2.3 Plotting Data
2.3.1 Bar Plots
Lets make a bar plot of the ages of the pups of this dataset,
barplot(table(pupage))
Note, we can add labels and colors with a few extra arguments
barplot(table(pupage), main = "White shark pup age distribution",
xlab = "Age", ylab = "Number of pups", col="navyblue")
2.3.2 Histograms
Another way to illustrate these data is with a histogram. The following commands make a frequency and density histogram, respectively (and plot them next to each other):
par(mfrow=c(1,2))
hist(pupage, col = "gray", main = "Frequency")
hist(pupage, col = "gray", freq = FALSE, main = "Density")
They are obviously very similar to each other, except for one very important difference. On the density plot, the y-axis is scaled so all of the bars will add up to 1.0.

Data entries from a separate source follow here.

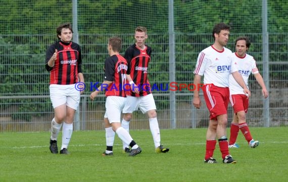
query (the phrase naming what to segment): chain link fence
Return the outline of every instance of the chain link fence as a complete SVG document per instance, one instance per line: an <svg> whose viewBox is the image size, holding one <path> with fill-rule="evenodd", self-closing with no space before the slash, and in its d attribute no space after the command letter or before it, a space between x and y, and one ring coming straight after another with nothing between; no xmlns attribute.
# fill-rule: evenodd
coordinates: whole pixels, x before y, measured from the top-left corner
<svg viewBox="0 0 288 182"><path fill-rule="evenodd" d="M57 39L56 27L64 22L73 21L75 2L0 1L3 5L0 10L7 13L0 15L0 131L50 129L54 112L49 98L49 73L44 67L45 51ZM233 1L227 2L230 3L173 1L175 71L171 71L169 70L171 45L168 28L168 5L171 1L79 0L76 3L78 38L86 87L75 116L74 128L103 129L105 98L102 94L95 101L91 101L89 98L91 85L103 81L104 61L108 56L109 37L118 35L122 38L123 54L133 43L133 33L138 25L147 27L147 43L153 48L149 80L154 86L153 93L160 128L173 128L171 92L174 92L175 97L173 109L175 128L206 127L209 114L204 98L201 109L196 110L191 104L191 88L180 90L179 86L181 84L188 85L193 82L193 73L198 54L212 43L210 32L214 24L221 21L232 28L227 47L233 51L234 40L238 36L249 36L252 44L248 54L254 57L262 76L268 75L269 126L288 125L288 100L285 97L288 92L288 26L283 20L287 18L287 3L267 2L269 72L263 73L262 1L244 1L241 3L244 8L237 8L239 6L235 6ZM214 12L209 11L213 7L219 8ZM252 15L246 15L251 14L247 10L253 10ZM175 75L173 83L169 80L171 74ZM251 126L265 126L264 100L261 88L253 76L249 87L252 97L248 122ZM229 122L231 121L232 116L229 105ZM147 116L140 111L135 112L130 128L149 127Z"/></svg>

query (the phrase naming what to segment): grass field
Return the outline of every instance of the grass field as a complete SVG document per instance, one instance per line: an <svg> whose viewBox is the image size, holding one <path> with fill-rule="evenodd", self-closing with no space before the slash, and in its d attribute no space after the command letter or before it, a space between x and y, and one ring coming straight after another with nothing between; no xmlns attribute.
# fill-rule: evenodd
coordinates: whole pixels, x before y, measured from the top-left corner
<svg viewBox="0 0 288 182"><path fill-rule="evenodd" d="M170 148L165 154L154 152L149 130L131 130L142 149L135 157L122 153L118 136L114 155L102 156L106 148L104 130L74 131L67 155L50 153L49 132L2 132L0 181L286 181L288 128L250 129L259 146L249 148L239 132L240 148L230 149L235 164L222 163L218 144L214 158L221 162L203 162L205 128L162 130L162 142Z"/></svg>

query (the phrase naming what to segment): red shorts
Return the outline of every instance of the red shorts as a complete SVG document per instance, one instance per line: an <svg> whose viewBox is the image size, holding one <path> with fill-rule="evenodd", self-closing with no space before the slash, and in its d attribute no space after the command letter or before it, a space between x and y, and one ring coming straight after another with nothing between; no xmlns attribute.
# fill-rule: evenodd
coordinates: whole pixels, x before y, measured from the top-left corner
<svg viewBox="0 0 288 182"><path fill-rule="evenodd" d="M229 103L229 88L220 87L213 84L202 87L207 108L210 112L210 119L217 120L217 116L227 114Z"/></svg>
<svg viewBox="0 0 288 182"><path fill-rule="evenodd" d="M246 113L249 106L249 99L243 94L235 94L230 96L230 102L235 114L244 111Z"/></svg>

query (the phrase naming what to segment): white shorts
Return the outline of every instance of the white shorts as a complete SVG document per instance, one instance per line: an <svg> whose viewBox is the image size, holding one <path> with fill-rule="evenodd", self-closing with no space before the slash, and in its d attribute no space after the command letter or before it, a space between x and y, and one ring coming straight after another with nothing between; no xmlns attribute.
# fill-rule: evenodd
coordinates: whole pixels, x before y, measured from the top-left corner
<svg viewBox="0 0 288 182"><path fill-rule="evenodd" d="M127 102L122 112L132 113L133 111L137 111L138 108L143 114L151 110L156 110L153 95L150 94L142 97L127 96Z"/></svg>
<svg viewBox="0 0 288 182"><path fill-rule="evenodd" d="M105 114L104 114L104 118L108 118L108 115L107 114L107 112L105 111Z"/></svg>
<svg viewBox="0 0 288 182"><path fill-rule="evenodd" d="M109 123L121 122L121 113L124 108L126 98L119 96L108 96L106 98L106 114ZM106 116L104 116L105 117Z"/></svg>
<svg viewBox="0 0 288 182"><path fill-rule="evenodd" d="M53 108L66 104L69 107L77 110L80 103L80 92L75 88L75 84L52 84L49 89Z"/></svg>

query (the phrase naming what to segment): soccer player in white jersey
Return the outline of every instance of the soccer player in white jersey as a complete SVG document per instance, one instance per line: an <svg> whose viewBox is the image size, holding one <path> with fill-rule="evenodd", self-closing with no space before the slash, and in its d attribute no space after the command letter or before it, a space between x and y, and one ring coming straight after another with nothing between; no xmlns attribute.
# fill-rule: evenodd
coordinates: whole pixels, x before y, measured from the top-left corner
<svg viewBox="0 0 288 182"><path fill-rule="evenodd" d="M243 77L246 85L248 85L249 75L252 73L261 86L262 95L266 99L268 97L268 92L262 77L258 71L255 60L252 56L246 54L250 44L250 41L247 37L238 37L235 41L236 52L233 53L232 59L237 63L239 73ZM229 148L238 147L235 142L239 130L241 130L250 147L254 148L258 146L259 142L253 140L246 123L246 113L248 110L249 100L243 93L242 88L231 75L229 79L229 85L230 102L234 110L233 121L230 128Z"/></svg>
<svg viewBox="0 0 288 182"><path fill-rule="evenodd" d="M218 139L223 162L225 164L236 163L229 153L226 134L230 74L244 88L244 94L247 94L248 97L250 95L250 92L238 72L235 63L232 61L232 52L224 48L229 39L229 30L230 27L223 23L215 25L212 31L214 43L199 54L194 71L195 85L201 84L201 77L204 76L204 85L202 88L206 106L210 113L204 159L204 162L207 163L217 163L213 157L216 138ZM199 88L194 90L193 98L193 105L197 109L200 109L201 106Z"/></svg>

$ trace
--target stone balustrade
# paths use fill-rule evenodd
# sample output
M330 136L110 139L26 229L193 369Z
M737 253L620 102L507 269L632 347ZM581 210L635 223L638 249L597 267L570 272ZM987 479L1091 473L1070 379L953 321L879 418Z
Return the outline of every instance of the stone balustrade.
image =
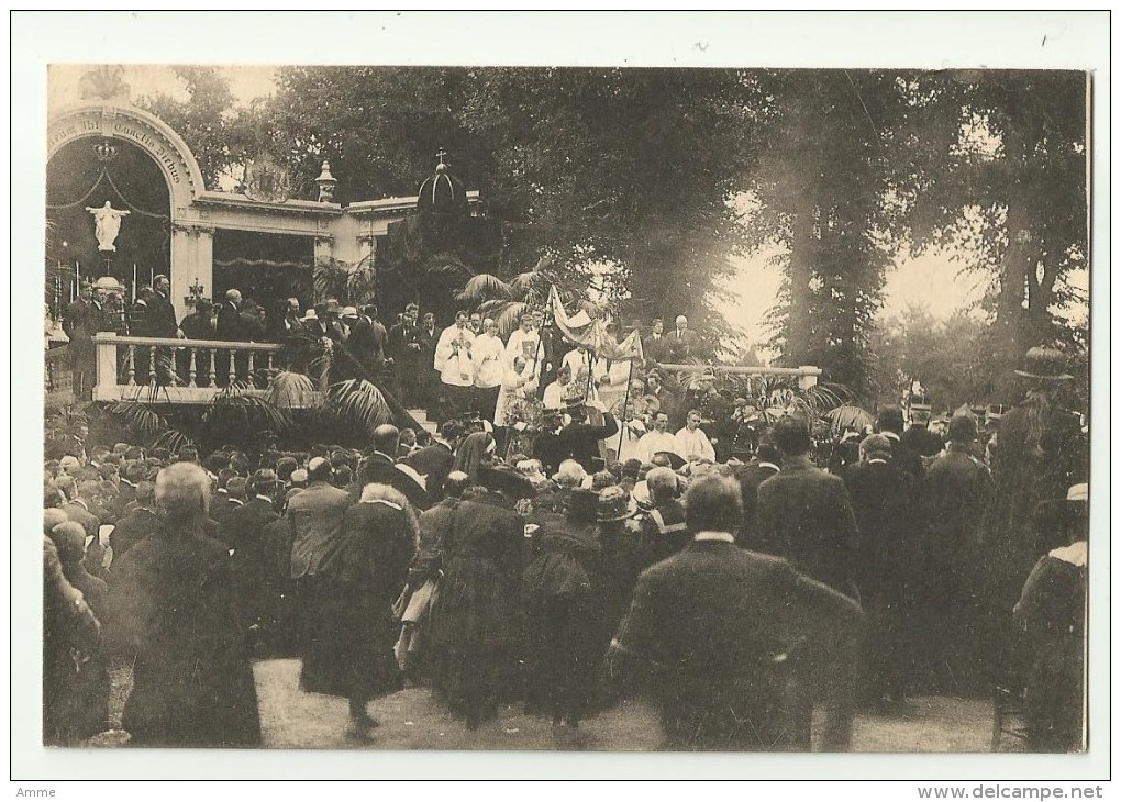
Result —
M93 338L98 383L94 401L207 403L230 384L263 392L280 367L275 343L122 337L103 332Z

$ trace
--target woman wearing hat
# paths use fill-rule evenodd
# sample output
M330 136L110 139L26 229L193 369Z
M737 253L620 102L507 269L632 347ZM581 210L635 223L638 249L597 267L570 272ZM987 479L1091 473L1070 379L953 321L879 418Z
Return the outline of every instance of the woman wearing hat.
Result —
M506 466L482 466L479 479L485 492L460 503L441 544L433 610L433 689L469 729L498 716L503 691L520 691L525 521L513 505L531 493Z
M596 509L600 560L593 581L603 593L601 654L630 606L638 579L641 540L629 525L637 513L638 503L622 487L612 485L600 492Z
M593 585L597 506L596 493L576 489L564 519L543 517L540 553L525 573L526 712L552 716L554 726L576 727L595 698L604 630Z
M1036 752L1085 747L1087 501L1088 485L1074 485L1053 510L1069 544L1040 558L1013 610L1028 641L1026 714L1028 745Z
M1025 400L1000 421L993 450L993 503L985 529L990 538L988 565L991 641L1001 646L993 660L1007 665L1011 622L1031 567L1046 552L1034 525L1039 502L1060 501L1067 487L1085 481L1085 444L1078 417L1059 405L1072 376L1066 360L1054 348L1028 351L1016 374L1025 380Z

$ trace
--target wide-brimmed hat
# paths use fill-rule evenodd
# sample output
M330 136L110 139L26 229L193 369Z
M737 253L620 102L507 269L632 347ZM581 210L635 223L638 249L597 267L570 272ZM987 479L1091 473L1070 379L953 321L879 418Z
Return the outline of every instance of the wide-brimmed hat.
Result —
M509 493L518 498L534 495L529 479L509 465L480 465L479 483L489 491Z
M1058 348L1036 346L1023 355L1022 370L1016 375L1043 382L1065 382L1074 379L1066 372L1066 357Z
M666 455L666 458L669 459L669 467L674 470L680 470L685 466L685 457L677 451L658 451L654 456L657 457L659 454Z
M618 485L608 487L600 493L600 504L596 509L596 520L600 523L626 521L638 512L638 502L630 493Z
M114 279L112 276L102 276L100 279L93 282L93 289L109 290L110 292L123 292L124 285Z

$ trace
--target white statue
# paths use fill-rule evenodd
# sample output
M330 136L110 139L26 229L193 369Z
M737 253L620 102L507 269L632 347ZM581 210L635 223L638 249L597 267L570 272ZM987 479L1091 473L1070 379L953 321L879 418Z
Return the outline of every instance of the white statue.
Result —
M113 208L105 200L104 206L86 206L85 211L93 215L96 221L96 236L99 251L115 251L117 235L121 233L121 217L129 214L124 209Z

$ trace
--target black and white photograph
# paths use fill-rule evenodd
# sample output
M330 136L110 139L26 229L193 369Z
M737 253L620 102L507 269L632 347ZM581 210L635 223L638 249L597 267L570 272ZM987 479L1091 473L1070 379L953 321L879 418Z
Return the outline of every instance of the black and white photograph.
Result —
M31 748L1108 746L1094 63L489 36L47 59Z

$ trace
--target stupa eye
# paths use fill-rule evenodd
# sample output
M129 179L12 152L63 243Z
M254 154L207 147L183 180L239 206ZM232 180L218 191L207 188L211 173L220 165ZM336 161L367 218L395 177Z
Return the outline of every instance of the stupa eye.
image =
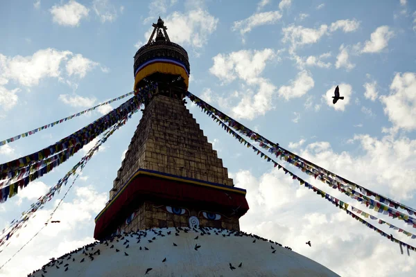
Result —
M202 215L209 220L219 220L221 219L221 215L218 215L218 213L202 212Z
M187 210L183 208L171 207L170 206L166 206L166 211L171 213L178 215L183 215L187 212Z

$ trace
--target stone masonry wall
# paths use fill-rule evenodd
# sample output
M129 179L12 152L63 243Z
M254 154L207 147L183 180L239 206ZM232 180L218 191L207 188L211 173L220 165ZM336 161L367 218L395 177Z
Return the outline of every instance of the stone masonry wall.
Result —
M227 168L182 100L156 95L146 107L110 190L139 168L234 186Z

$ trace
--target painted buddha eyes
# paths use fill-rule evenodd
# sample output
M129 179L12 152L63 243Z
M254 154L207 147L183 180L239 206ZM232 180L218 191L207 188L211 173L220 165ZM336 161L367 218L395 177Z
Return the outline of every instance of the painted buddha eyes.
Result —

Note also, that this histogram looks different than the bar plot in a few key ways. The bar plot will always have a bar for each element of the table. The histogram works on continuous data as well, creating “bins” of a convenient size for the plot.
2.3.3 Box Plots
Finally, we can look at the how the data is spread out via a box plot, also known as a box and whisker plot.
boxplot(pupage, main = "White shark pup age distribution")
The middle line is the median or 50th percentile. The ends of the box are the 25th and 75th percentiles. The whiskers extend to the extremes of the data, unless the extreme data points are too far out, in which case they are individually plotted as potential outliers.